I was having a nice telephone conversation with a friend the other day when I put my foot in it by suggesting that we might soon meet for a ‘meal’. ‘No,’ he said firmly. ‘Perhaps lunch or dinner?’ For a second I couldn’t think what he meant; but then it drifted back to me that there had once been a time — long, long ago — when I, too, might have been embarrassed by talk of a meal. For use of the word ‘meal’, clear and straightforward though it is, was thought ‘common’ or ‘non-U’ in those days, an indicator of social inferiority, though I cannot imagine why.
The terms ‘U’ and ‘non-U’ (‘U’ standing for ‘upper-class’) were coined in the 1950s by Professor Alan Ross, of Birmingham University’s linguistics department, but then made famous by Nancy Mitford in her essay ‘The English Aristocracy’, which included a glossary of words and phrases supposedly favoured by one class or the other. The ‘non-U’ words tended to be euphemistic and suggest middle-class aspirations to refinement, the ‘U’ words to be plain, direct and down-to-earth. But the whole thing felt suspiciously like an artificial construct by the upper class to boost its own sense of superiority and to protect it from infiltration by members of the class below.
I was brought up to believe myself more ‘U’ than ‘non-U’, but close enough to the latter to feel a degree of social unease and embarrassment at the use of ‘non-U’ words. (My mother didn’t help by describing our family as ‘upper middle-class’ or possibly ‘lower upper-class’, I can’t remember which.) But anyway, it’s quite different now. I am still easily embarrassed; not by people using ‘non-U’ expressions but, on the contrary, by people who still care about such things. I don’t wince at somebody saying ‘toilet’ instead of ‘lavatory’; I wince at somebody wincing at somebody else doing it. For what’s wrong with the word ‘toilet’ anyway? I remember when I first went to Italy that I heard some people using the word gabinetto instead of toiletta to describe a lavatory and immediately assumed that gabinetto must be the ‘U’ word for it. But in fact posh Italian people say toiletta and only lower-class ones say gabinetto. These are dangerous waters.

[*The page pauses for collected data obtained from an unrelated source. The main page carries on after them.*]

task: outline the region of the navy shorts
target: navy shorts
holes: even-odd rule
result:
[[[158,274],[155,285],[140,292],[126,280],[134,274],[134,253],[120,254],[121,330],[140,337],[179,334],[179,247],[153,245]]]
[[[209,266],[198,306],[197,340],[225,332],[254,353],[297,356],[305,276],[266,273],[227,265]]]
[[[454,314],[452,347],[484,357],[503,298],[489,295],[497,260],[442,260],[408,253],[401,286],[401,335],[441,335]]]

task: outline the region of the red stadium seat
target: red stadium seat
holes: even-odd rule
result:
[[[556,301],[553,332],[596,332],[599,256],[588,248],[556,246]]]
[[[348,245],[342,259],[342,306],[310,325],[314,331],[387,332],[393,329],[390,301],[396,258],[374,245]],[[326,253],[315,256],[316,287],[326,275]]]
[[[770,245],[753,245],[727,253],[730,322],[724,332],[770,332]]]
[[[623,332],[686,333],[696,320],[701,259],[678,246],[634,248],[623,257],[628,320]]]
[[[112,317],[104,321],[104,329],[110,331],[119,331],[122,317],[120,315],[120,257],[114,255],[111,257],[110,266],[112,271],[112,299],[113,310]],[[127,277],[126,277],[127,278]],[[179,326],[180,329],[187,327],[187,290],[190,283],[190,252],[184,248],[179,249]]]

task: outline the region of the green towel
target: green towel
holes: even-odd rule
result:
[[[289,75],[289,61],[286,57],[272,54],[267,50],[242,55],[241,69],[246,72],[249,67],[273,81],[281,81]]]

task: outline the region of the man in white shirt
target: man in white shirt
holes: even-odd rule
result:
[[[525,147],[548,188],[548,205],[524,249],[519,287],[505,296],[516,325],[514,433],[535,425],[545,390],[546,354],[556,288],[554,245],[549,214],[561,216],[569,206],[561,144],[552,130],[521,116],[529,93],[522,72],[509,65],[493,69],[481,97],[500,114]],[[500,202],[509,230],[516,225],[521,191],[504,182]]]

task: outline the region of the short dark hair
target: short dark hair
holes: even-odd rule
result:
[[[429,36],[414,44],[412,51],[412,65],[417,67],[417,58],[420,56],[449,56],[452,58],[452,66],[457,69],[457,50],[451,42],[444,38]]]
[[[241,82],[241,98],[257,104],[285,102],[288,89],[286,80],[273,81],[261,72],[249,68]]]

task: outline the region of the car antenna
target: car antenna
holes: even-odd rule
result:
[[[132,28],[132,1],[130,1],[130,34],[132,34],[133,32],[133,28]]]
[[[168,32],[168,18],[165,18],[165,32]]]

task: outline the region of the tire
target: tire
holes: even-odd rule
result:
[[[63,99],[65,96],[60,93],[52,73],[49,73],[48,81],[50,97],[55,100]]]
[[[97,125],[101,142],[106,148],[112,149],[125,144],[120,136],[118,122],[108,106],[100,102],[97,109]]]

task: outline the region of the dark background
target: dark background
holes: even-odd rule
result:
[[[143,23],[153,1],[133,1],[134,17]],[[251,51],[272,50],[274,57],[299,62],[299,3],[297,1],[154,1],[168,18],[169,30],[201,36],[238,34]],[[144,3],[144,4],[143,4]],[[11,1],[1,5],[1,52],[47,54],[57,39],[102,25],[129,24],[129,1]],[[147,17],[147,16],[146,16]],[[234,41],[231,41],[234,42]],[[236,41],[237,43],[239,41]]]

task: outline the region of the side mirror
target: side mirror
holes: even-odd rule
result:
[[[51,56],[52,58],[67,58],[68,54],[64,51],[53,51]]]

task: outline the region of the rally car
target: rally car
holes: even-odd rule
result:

I admit that there are certain ‘non-U’ words in Nancy Mitford’s glossary that I don’t use. I don’t say ‘dress suit’ instead of ‘dinner jacket’ or ‘serviette’ instead of ‘napkin’ or ‘settee’ instead of ‘sofa’ or ‘lounge’ instead of ‘drawing-room’ (though I would normally say ‘sitting-room’ instead of ‘drawing-room’). But that’s just habit; and I certainly do use several other of her ‘non-U’ words, such as ‘mirror’, ‘mantelpiece’, ‘glasses’, ‘teacher’ and ‘ice cream’ (what on earth is wrong with ‘ice cream’?).
More than half a century has passed since Nancy Mitford wrote her essay, and language must have changed enormously during that period. Who knows how many of her ‘non-U’ words are still in use among the aspiring middle classes, and how many are now perfectly acceptable in the grandest circles? Language changes all the time, and hundreds of Americanisms once considered barbaric on this side of the Atlantic are now not even regarded as Americanisms. In the 18th century, the American verb ‘to belittle’ was considered in England to be the height of vulgarity. This seems extraordinary now.
And apart from all that, do we still have an upper class? And if so, who are its members? In addition to the old English aristocracy and landed gentry (what’s left of it) they must surely include the new rich, the Russian oligarchs and so on, who may now rank as high as anyone in society. And if these different kinds of people now comprise the upper class, they are hardly bound together by language, since they all speak it in different ways. All this is rather liberating for someone like me who was brought up to believe in the importance of the class distinctions that Nancy Mitford described. I am still old-fashioned in many ways. I believe in punctuation and verbs in sentences. But the concepts of ‘U’ and ‘non-U’ now feel meaningless. It’s hard to eliminate snobbery completely, however, and what’s left of mine is now directed principally against those who still cling to their Mitfordian illusions and get very cross when their children ask if they can go to the toilet.